-Year in Summary/What Did Win-
So, I mentioned in the closer for my first Judging Oscar segment that, against the quality of the films in the 1st ceremony, it could only go up from there. If you’ll excuse the vernacular, holy shit was I wrong. It seems even the meager level of craftsmanship displayed in the 1st ceremony couldn’t hold up to the advent of sound. Even though technically there were no actual nominations for Best Picture, the films listed being those that were “considered” for the award by a panel of judges, the nominations that year were apparently considered solely for being sound films over actual greatness, with the exception of Ernst Lubitsch’s The Patriot, which is now a lost film, and thus probably wasn’t as viable a nominee as the others turned out to be.

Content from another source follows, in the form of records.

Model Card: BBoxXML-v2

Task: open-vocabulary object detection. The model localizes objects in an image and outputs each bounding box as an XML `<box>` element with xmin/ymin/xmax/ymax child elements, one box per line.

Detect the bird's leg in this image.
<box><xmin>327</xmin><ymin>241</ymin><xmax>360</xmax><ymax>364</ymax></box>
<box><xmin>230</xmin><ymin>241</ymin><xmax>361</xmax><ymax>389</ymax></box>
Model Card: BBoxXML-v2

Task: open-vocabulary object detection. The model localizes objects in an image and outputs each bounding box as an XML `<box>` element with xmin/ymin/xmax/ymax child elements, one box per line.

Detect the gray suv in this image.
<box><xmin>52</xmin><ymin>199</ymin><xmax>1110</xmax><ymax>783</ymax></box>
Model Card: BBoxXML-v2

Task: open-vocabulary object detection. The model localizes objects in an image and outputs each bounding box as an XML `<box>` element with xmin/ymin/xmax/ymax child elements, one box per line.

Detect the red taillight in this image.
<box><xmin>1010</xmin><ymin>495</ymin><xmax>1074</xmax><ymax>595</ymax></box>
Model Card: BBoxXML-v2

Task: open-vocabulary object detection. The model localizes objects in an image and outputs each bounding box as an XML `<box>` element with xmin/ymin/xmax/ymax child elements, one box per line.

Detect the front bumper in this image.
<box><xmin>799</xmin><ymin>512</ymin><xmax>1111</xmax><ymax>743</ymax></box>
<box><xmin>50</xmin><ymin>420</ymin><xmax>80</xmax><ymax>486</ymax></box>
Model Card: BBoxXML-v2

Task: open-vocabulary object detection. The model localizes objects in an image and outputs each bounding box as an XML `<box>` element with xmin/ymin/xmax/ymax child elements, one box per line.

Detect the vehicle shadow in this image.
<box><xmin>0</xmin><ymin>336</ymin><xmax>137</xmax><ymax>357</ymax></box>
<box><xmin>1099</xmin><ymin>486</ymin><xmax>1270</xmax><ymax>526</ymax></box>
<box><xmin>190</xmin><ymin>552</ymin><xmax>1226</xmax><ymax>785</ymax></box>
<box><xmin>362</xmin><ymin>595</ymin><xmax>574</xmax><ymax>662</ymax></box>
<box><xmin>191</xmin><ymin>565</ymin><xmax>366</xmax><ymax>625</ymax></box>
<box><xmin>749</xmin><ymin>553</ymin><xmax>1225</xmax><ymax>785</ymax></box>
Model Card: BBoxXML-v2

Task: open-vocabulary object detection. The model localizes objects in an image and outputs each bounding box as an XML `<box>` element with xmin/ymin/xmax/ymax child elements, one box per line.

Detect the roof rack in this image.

Sound shenanigans aside, The Broadway Melody won the big one, becoming what would be the first film to win Best Picture without winning any other award. Actually, every film that won this year won one category and no others, the only time in Academy history that this would happen; likely because the categories were trimmed this year to a scant seven. This would also be the last time the winners would be decided by a panel of judges, since claims of favoritism and rigging of certain awards would force the Academy to adopt a one-member-one-vote policy.
-Ranking the Nominees-
-Good God, why does Alibi continue to exist? I was completely unprepared for how bad this film actually was, probably because most of the other reviews and material I’d read about it handled the film with kid gloves, as if this wasn’t an actual attempt to make a good movie but some pre-schooler’s first finger painting on celluloid. The restoration was awful, sure, but the film’s inherent problems are so numerous and blatant that I could not believe this had been nominated/considered at all; this feels like a My First Sound Picture by an unmodest and untalented film school wannabe/reject instead of a major studio production. Get this outta here.
-Get this one outta here as well. The Hollywood Revue of 1929 just doesn’t belong here; it’s not a film, it’s a vaudeville show on the silver screen. Nothing about this does the Best Picture of the year make, even if it was, at the time, well liked and brought in a good amount of money. Pass.
-At least with In Old Arizona we’re getting into somewhat familiar territory, even though in virtually any other year this wouldn’t have seen a nomination either. It forgoes the route of being an actual film in favor of showing off the fact that it can capture scenes of dialogue and sound effects outside instead of in a controlled studio, and unfortunately, what it ends up forgoing by doing this is basic things almost any film should have, like story and narrative and entertainment value. The Academy can do better… or can they?
-The Patriot being lost, I’m forced to give this to essentially the last film standing. The Broadway Melody may very well be the worst film to ever win this award, but sadly (incredibly so), it was the best film this year; at least among the nominees, or films considered. That said, I enjoyed it more than I thought I would enjoy a film branded with the mark of Worst Ever to Win Best Picture; watch it in the timeframe it was released in, and it’s got some stuff going for it. But that’s about it.
-What Should Have Won/What I Would’ve Picked-
Well, considering that there were no official nominees, only judge-evaluated films, anything could’ve reasonably won. Buster Keaton would see the release of probably his two last great films, Steamboat Bill, Jr. and The Cameraman, which might’ve stood a shot had the Academy not been so sound-centric. Same with The Docks of New York. The foreign front didn’t seem to have much to offer, save one exception, and had I had a vote that year and seen the film (if it even had an American release), my vote for the best picture of the year would have absolutely gone to Carl Th. Dreyer’s The Passion of Joan of Arc.